Sem antídoto conhecido.

Sem antídoto conhecido.

30
Dez13

Tenham lá calma, sim?

David Crisóstomo

O representante da República na Região Autónoma dos Açores, Pedro Catarino, decidiu requerer a fiscalização preventiva da constitucionalidade da proposta de Orçamento Regional do arquipélago para 2014 devido a dúvidas sobre a questão da remuneração complementar regional que é atribuída aos funcionários da Administração Regional e Administração Local açorianas cujas remunerações base sejam inferiores 3050 euros. O representante da República (nomeado por Cavaco Silva e cujas as funções legislativas a nível regional são equivalentes às do Presidente da República a nível nacional) argumenta ter fundadas dúvidas sobre a constitucionalidade do diploma (das quais partilho). Mas, esquecendo a argumentação jurídica, o que me espantou aqui foi a reacção desproporcionada de quase todos os partidos (não li nada do CDS-PP) com assento na Assembleia Legislativa Regional. Concorde-se ou não com as razões do Representante da República, este limitou-se a cumprir o seu dever constitucional e a enviar um diploma para o Tribunal Constitucional. Nada mais. Todavia, parece que tal acto demonstrou "uma visão profundamente centralista das leis e das normas, que não permite que a autonomia viva e respire a sua razão de ser" (BE), que pode "colocar em causa a própria génese da autonomia" (PCP) e podendo assim observar-se que, com esta "decisão inqualificável", o "senhor representante da República e os poderes centrais do Estado têm uma visão colonialista [?!] sobre o exercício da autonomia açoriana" (PPM). Ainda por cima, parece que por parte do Tribunal Constitucional "há precedentes de uma visão centralista" (PSD). Mas ainda mais surreal foi a reacção do próprio presidente do governo regional açoriano, que argumenta de uma forma verdadeiramente lamentável. Reparem:

 

"Registe-se que, ao contrário do que acontece na República, em que um Orçamento de Estado que sacrifica ainda mais as famílias passa sem qualquer reparo e sem qualquer dúvida, nos Açores, o nosso Orçamento que quer ajudar as famílias Açorianas, é enviado pelo Representante da República para a fiscalização preventiva do Tribunal Constitucional;" - dispensava-se este populismo. Se com o argumento de que "quer ajudar as famílias", o senhor primeiro-ministro incluir o confisco de todas as propriedades e rendimentos detidos por cidadãos estrangeiros em Portugal no próximo Orçamento de Estado Rectificativo, também não se pode enviar tal diploma para o Tribunal Constitucional, é?

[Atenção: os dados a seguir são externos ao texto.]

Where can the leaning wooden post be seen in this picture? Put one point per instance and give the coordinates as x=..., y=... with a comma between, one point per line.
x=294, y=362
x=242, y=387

"Esta é a primeira vez que um Orçamento da Região é enviado para fiscalização preventiva da constitucionalidade. Trata-se de um ato de uma gravidade política extrema que, convém recordar, nunca foi usado relativamente a um Orçamento de Estado. A República não pode ter filhos e enteados! E com este ato, a República, pela mão do seu Representante nos Açores, é madrasta para os Açorianos porque faz aqui, aquilo que conscientemente não quer fazer no Continente." - metáforas familiares à parte, que raio de argumentação é o "nunca foi usado"? E daí? E quem me dera a mim que o Orçamento de Estado também já estivesse no Tribunal Constitucional. O raciocínio do senhor presidente do governo regional é qual? "Se o outro também pode entrar em vigor sendo ilegal, o meu também pode"?

"Não se pode aceitar como bom este entendimento do princípio da igualdade que se traduz no nivelamento por baixo. É esta visão política do que deve ser o nosso percurso como Povo que também está em causa neste pedido de fiscalização do Senhor Representante da República. E tão mais significativo se torna este entendimento quanto é um facto não se conhecer um ato, uma declaração, um gesto do mesmo Senhor Representante da República relativamente ao Orçamento de Estado e à Lei de Finanças das Regiões Autónomas versão 2013, quando se aumentam, para além daqueles que são já os aumentos dos impostos a nível nacional, especificamente os impostos que incidem sobre os Açorianos. É caso para perguntar onde estava o princípio da igualdade nessa altura?! É caso para perguntar onde estava o Senhor Representante da República nessa altura?!" - Já aqui abordei o (injusto) aumento de impostos que os Açores vão ser alvo em 2014, mas não percebo a relação que Vasco Cordeiro quer fazer entre um diploma e outro. Tem dúvidas sobre a constitucionalidade da Lei das Finanças Regionais? É que o que está aqui em causa é isso mesmo, uma questão jurídica. O Representante da República não está a vetar a proposta de Orçamento, nem a discordar das opções políticas nele contidas - está a requer a fiscalização da sua constitucionalidade. Quando tem fundadas dúvidas, é o seu dever. 

 

Não atingindo os níveis da Madeira, a gritaria contra o "centralismo de Lisboa" é todavia uma tradição politica açoriana. É fácil e cai bem junto da população atacar um suposto controlo asfixiante por parte do Continente, o papão que impede os Açores de exercerem a sua autonomia. Alimentar populismos é sempre fácil.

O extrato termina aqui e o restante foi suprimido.